COVID More Severe in Rural Areas

The National COVID Cohort Collaborative (N3C) within NIH, reveals how the pandemic has widened the gap between rural and urban health outcomes.

Rural health researchers have examined N3C patient health records from every state representing 44 health systems, between January 2020 and June 2021.

They compared COVID related hospitalizations and morality rates for people in rural areas to people in urban areas. The N3C data included information on 1,033,329 people diagnosed with COVID including 186,882 people hospitalized with COVID.

Given the lack of prior SARS-CoV-2 exposure in rural and urban populations alike, investigators expected to see similar health outcomes across communities. What they found was just the opposite.

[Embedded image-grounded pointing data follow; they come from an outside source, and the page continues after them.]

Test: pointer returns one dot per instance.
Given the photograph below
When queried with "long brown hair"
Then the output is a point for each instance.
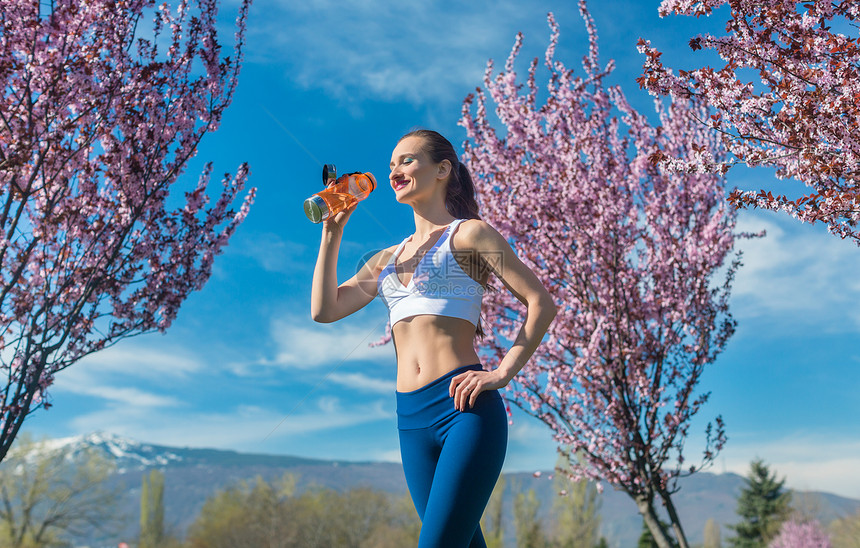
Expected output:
(460, 194)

Even after adjusting for demographic differences and comorbidities, people with COVID in rural areas were significantly more likely than those in urban areas to be hospitalized. In rural communities near urban areas, people with COVID were 18% more likely to be in urban areas and be hospitalized then those who lived far from urban areas as they were 29% more likely to be hospitalized.

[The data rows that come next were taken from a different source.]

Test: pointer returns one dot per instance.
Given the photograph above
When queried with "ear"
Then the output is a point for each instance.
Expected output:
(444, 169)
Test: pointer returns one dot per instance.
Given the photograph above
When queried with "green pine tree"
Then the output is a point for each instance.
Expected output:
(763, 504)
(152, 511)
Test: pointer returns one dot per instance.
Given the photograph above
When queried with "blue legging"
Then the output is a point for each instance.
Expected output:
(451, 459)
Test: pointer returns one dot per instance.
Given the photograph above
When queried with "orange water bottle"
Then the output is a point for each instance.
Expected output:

Mortality rates showed an even sharper disparity. After adjustments, rural residents no matter how near they lived to urban areas were about 36% more likely than urban residents to die within 90 days after COVID hospitalization. The researchers say that the findings call for a closer look at the role that issues such as care delays and environmental risk factors may play in having worse rural COVID outcomes.

According to Ali Khan M.D., Professor in the Department of Epidemiology, University of Nebraska Medical Center, “This study highlights the need for public health to better focus on disparities in COVID health outcomes among rural communities, including addressing prevention strategies such as increased vaccination.”